I have to say that I never felt much of a longing for nature. The city has always been enough for me; as O’Hara says in ‘Meditations in an Emergency’, “I can’t even enjoy a blade of grass unless I know there’s a subway handy, or a record store or some other sign that people do not totally regret life.” Cities are easily navigable, and city-dwellers understand the politics of street and transport systems. We have a capacity for ugliness, for the burnt-out and uninhabitable. I like nothing better than a jaunt to some far-flung, forgotten corner of London with my friend Vici MacDonald (aka ‘Art Anorak’ http://artanorak.tumblr.com/), a great connoisseur of urban ruin.

So as I skim pleasantly through anthologies of pastoral poems, in anticipation of two upcoming writing workshops looking at aspects of poetry and landscape, I wonder what has happened to me to make me even want to enjoy the blade of grass, let alone write about it (and encourage others to write about it).
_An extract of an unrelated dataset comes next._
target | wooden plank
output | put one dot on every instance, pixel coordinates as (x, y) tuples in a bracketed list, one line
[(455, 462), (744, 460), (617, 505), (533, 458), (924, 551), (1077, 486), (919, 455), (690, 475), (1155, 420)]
I have no ‘natural credentials’. I am not a gardener by trade, like Alice Oswald or Sarah Maguire. I do not know the names of plants and trees (although I am getting better with birds). I have the language to describe the urban experience, but I am ill-equipped to say much about flowers and fields. It doesn’t stop me from trying, sometimes in what feels to be a string of clichéd phrases. The built environment seems easier to sum up somehow, because I am part of it; the natural world operates in mystery.

However, I am beginning to realise that part of my problem is compartmentalisation. It is wrong of me to create a division between the urban and the rural. After all, aren’t the birds in my Stockwell garden part of the natural world? Richard Mabey, whose brilliant book The Unofficial Countryside has just been reprinted, says:

Our attitude towards nature is a strangely contradictory blend of romanticism and gloom. We imagine it to ‘belong’ in those watercolour landscapes where most of us would also like to live. If we are looking for wildlife we turn automatically towards the official countryside, towards the great set-pieces of forest and moor. If the truth is told, the needs of the natural world are more prosaic than this. A crack in the pavement is all a plant needs to put down roots.

Mabey’s project is to get us to embrace the lichens and weeds growing amidst the ruined buildings and between the railroad tracks, and therefore to see that we are not separate from nature. And that may make the (so-called urban) poet’s task less difficult when faced with that blade of grass.